Sfumato – Vertigo du blanc au vide
Sfumato – Vertigo du blanc au vide, par Anthony Lenoir
Texte de l'exposition Sfumato Vertigo, Centre d'Art Contemporain de Flaine, 2015
Fumée blanche et rideau noir, de la neige au néant, entre sfumato et vertigo... la constitution d'un espace autonome.
Ici la référence est double mais elle provoque le même effet : une perte sensible des repères. D'un côté, le Sfumato. Celui-ci est introduit dans la peinture par Leonard de Vinci pour fabriquer un effet atmosphérique permettant de créer la perspective par la disparition progressive des éléments dans une sorte de brouillard chromatique qui laisse le spectateur dans une indéfinition de l'espace. De l'autre côté, Vertigo. Ce syndrome mieux connu sous sa traduction de "vertige" est l'appréhension ressentie par une personne ne pouvant plus qualifier l'espace dans lequel elle se trouve.

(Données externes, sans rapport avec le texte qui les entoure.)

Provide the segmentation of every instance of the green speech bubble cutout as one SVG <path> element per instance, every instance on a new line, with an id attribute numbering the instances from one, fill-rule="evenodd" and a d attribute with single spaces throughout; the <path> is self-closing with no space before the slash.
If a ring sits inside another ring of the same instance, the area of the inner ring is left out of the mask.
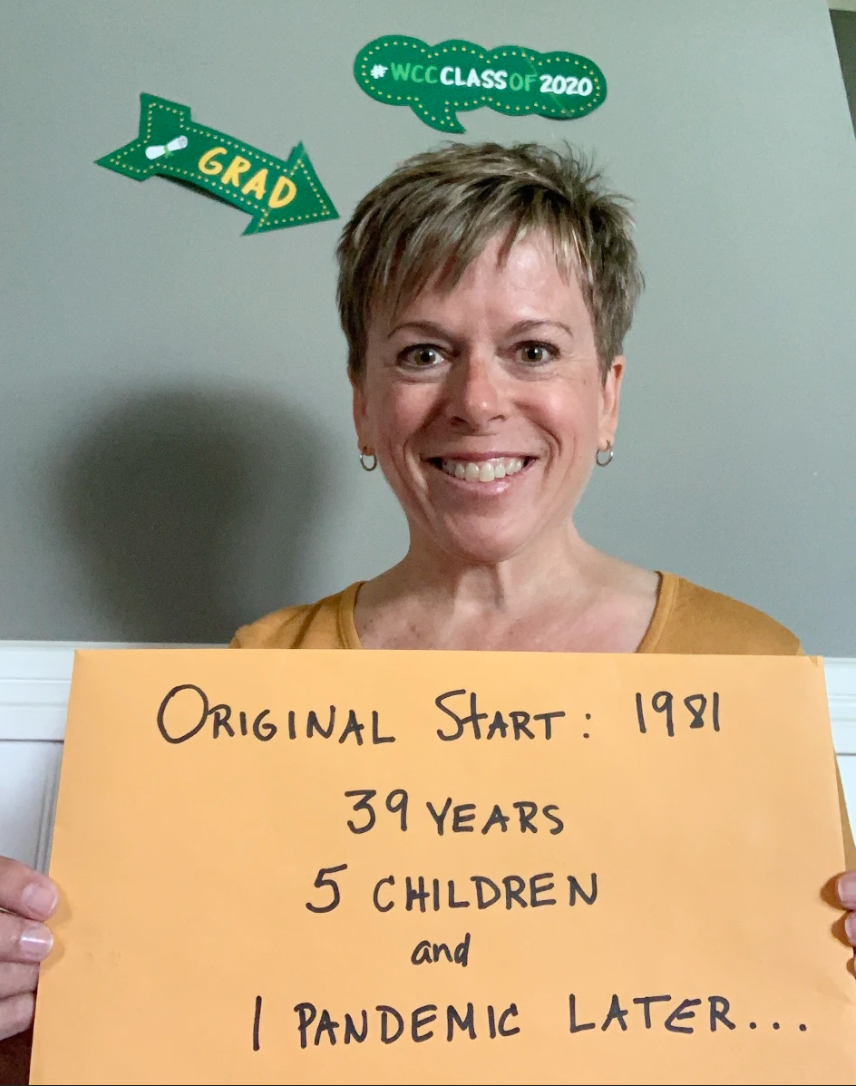
<path id="1" fill-rule="evenodd" d="M 537 113 L 571 120 L 606 99 L 603 72 L 576 53 L 536 53 L 519 45 L 482 49 L 469 41 L 431 47 L 400 34 L 361 49 L 354 76 L 370 97 L 410 106 L 441 132 L 464 132 L 457 114 L 467 109 L 487 106 L 512 117 Z"/>

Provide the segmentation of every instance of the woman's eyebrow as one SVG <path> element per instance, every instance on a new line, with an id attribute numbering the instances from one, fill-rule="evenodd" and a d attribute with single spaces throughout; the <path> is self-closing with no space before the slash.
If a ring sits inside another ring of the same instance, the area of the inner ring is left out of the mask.
<path id="1" fill-rule="evenodd" d="M 434 321 L 404 321 L 403 324 L 397 324 L 386 338 L 392 339 L 396 332 L 406 329 L 414 332 L 424 332 L 429 336 L 442 336 L 444 339 L 453 338 L 442 324 L 436 324 Z"/>
<path id="2" fill-rule="evenodd" d="M 515 336 L 519 335 L 521 332 L 531 332 L 535 328 L 547 327 L 561 328 L 563 332 L 567 333 L 567 335 L 571 337 L 571 339 L 574 338 L 574 333 L 571 331 L 567 324 L 565 324 L 563 321 L 550 320 L 518 321 L 517 324 L 513 324 L 511 328 L 508 329 L 508 334 L 511 336 Z"/>
<path id="3" fill-rule="evenodd" d="M 513 324 L 507 334 L 510 336 L 520 335 L 522 332 L 531 332 L 535 328 L 561 328 L 566 335 L 569 335 L 571 339 L 574 338 L 574 333 L 571 328 L 563 321 L 551 321 L 551 320 L 525 320 L 518 321 Z M 392 339 L 396 332 L 402 331 L 424 332 L 429 336 L 442 336 L 444 339 L 454 339 L 454 336 L 443 327 L 442 324 L 437 324 L 435 321 L 404 321 L 402 324 L 397 324 L 387 339 Z"/>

Une fois cette brève introduction faite, il nous faut entrer. Très vite, nous sommes face à un mur blanc sur lequel sont accrochés deux dessins en noir et blanc. De longs couloirs à l'esthétique bureaucratique sont mis en mouvement par un damier qui compose l'essentiel du paysage donné à voir. Ce même damier nous projette dans un espace en évolution sur lequel reposent justement nos pieds. L'effet est garanti. La sensation s'appelle le vide mais un vide tourbillonnant. De l'autre côté de ce même mur, se trouvent deux autres dessins et le sol sur lequel nous nous mouvons est lui, de plus en plus atteint par la transformation d'une partie du carrelage passant du blanc au noir.
À notre droite, un mur sombre sur lequel est accrochée une série de six cadres remplis de "matière grise". Un graphique ouvre des pistes vers une explication sommaire. Les six cadres ont été engendrés par une fusion ou inversement. La ligne temporelle nous apporte plus de précision : chaque cadre est une "unité autonome" apparue l'une à la suite de l'autre d'une même fusion. En observant à nouveau les cadres, et plus précisément la matière qui les compose, le papier fait définitivement référence à la bibliothèque qui habite elle aussi le centre d'art de Flaine. Le lieu produit la matière première des pièces de l'exposition.
À gauche, plusieurs éléments nous interpellent. Quelques plantes sont disposées de manière incongrue dans l'espace.
Plus alarmant, une série de chaises noires semblent s'être échappée d'une petite pièce, au fond de la salle ; pièce d'où provient également un "bourdonnement". En nous approchant, c'est une radio qui émet ce son monotone et dérangeant.
Au mur, ce qui pourrait être une horloge, car elle en a la forme ronde et occupe son emplacement habituel, ne peut remplir sa fonction car les aiguilles ont été remplacées par un disque opaque blanc dans lequel s'inscrivent les "variations climatiques de l'extérieur" pour reprendre les mots de Johan Parent. Comme dans une salle d'attente, le temps n'est plus, il part en fumée ou, ici, dans une tempête de neige de saison !
Pourtant, d'une certaine manière, les choses s'éclaircissent à mesure que nous divaguons dans cette exposition. Notre présence est mise en mouvement par les objets du lieu qui nous accueille. Est-il si accueillant ? Les miroirs convexes sont motorisés et semblent suivre nos déplacements pour nous renvoyer continuellement une image de notre présence, les néons qui éclairent les dessins ne sont plus raccordés aux prises électriques et lorsque nous pénétrons enfin dans la dernière pièce en poussant le rideau noir, nous nous retrouvons face à Fog, une vidéo d'un lieu similaire à celui dans lequel nous errons depuis plusieurs minutes. La seule différence, c'est notre absence et cette fumée blanche qui, sortant du rideau noir, remplie progressivement un espace qui s'est libéré de notre nécessaire présence.